# Toro Starter Repair question



## Waylon (Nov 21, 2019)

I have some old S-200, S2000, 620's etc and most of the electric starters don't kick the motor over. They spin but don't engage the engine. I have determined the bad part is a rubber o-ring on the starter which sits behind the pinion gear. Problem is no sites seem to have it, most list the part as discontinued with no plans to replace. 

The part number is 25-3400 Rubber Ring. Kind of crazy they would stop making them without a replacement considering how many of these are out there.

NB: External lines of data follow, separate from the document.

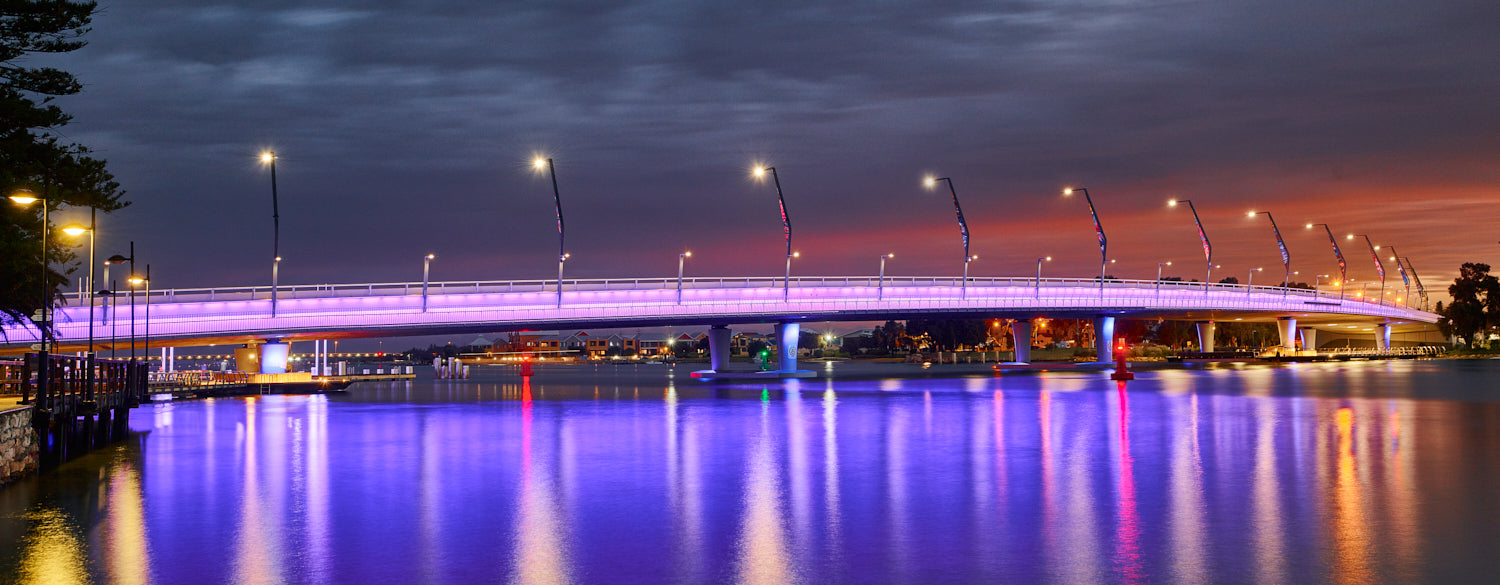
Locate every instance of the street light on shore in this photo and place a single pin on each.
(681, 258)
(426, 267)
(881, 287)
(1098, 230)
(1208, 249)
(786, 227)
(963, 230)
(557, 200)
(1038, 275)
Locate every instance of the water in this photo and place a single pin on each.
(1358, 473)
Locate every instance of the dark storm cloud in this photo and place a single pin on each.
(404, 128)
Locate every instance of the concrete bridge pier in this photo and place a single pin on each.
(786, 338)
(719, 339)
(1104, 338)
(273, 357)
(1206, 335)
(1308, 338)
(1287, 326)
(1020, 333)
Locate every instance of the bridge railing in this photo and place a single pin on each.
(575, 285)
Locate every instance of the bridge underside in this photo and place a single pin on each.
(194, 321)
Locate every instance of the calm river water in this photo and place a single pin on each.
(1382, 471)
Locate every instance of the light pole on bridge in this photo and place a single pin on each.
(1038, 275)
(426, 267)
(1098, 230)
(881, 287)
(1208, 249)
(269, 158)
(681, 260)
(786, 227)
(963, 230)
(557, 200)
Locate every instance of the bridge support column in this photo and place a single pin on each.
(1308, 338)
(1206, 335)
(1020, 333)
(1103, 338)
(1287, 326)
(273, 357)
(719, 348)
(248, 359)
(786, 338)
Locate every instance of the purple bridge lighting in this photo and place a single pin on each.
(309, 312)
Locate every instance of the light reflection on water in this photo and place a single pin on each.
(1179, 476)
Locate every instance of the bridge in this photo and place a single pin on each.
(192, 317)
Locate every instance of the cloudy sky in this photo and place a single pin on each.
(407, 128)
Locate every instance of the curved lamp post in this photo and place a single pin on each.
(1038, 275)
(1380, 269)
(963, 230)
(1343, 266)
(269, 158)
(1286, 258)
(681, 260)
(881, 287)
(1098, 230)
(1208, 249)
(786, 227)
(426, 267)
(557, 200)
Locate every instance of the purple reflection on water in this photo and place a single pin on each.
(1181, 476)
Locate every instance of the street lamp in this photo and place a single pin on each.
(426, 267)
(963, 230)
(881, 287)
(1208, 249)
(269, 158)
(1380, 269)
(681, 258)
(1098, 230)
(23, 197)
(786, 225)
(1343, 267)
(1286, 258)
(1038, 275)
(557, 200)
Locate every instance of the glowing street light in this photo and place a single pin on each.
(426, 269)
(269, 158)
(681, 258)
(1208, 249)
(963, 230)
(557, 200)
(1374, 254)
(1343, 266)
(1038, 275)
(881, 287)
(1286, 258)
(786, 225)
(1098, 230)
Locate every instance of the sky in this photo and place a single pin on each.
(407, 128)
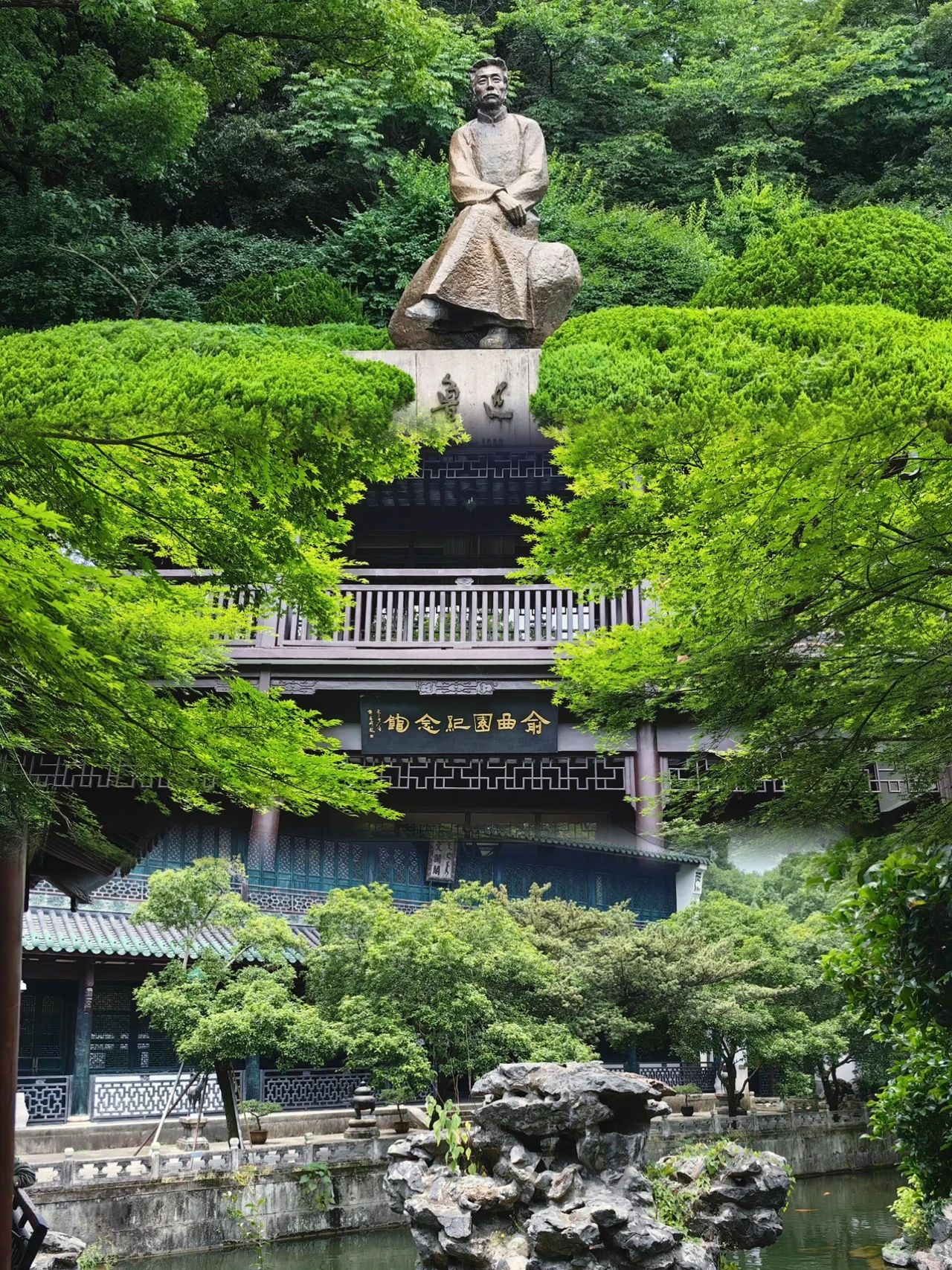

Has anyone figured a fix for this?

I do have a local Toro dealer which I will try tomorrow.

Thanks!


----------



## 2.137269 (Nov 15, 2019)

sorry but NLA is NLA meaning the machine is to old for toro or company to worry about, starter wise good luck maybe ebay can help with a NOS one
edit found one but it;s a super ouch for a NOS $43.03 

https://www.amazon.com/Toro-Rubber-Ring-Part-25-3400/dp/B00TD9BM1K


----------



## toromike (Aug 20, 2018)

This seems too good to be true, $3.80, in stock
give them a call
https://www.mowpart.com/25-3400-toro-rubber-ring.html


----------



## Waylon (Nov 21, 2019)

Thanks guys! I saw the same $43 rubber washer and almost fell out of my chair. ToroMike - I did try to buy from that exact site but the eCommerce was horrible and gave me errors every step of the way.


----------



## Grunt (Nov 11, 2013)

Don't know the dimensions, looks like a water hose washer.


----------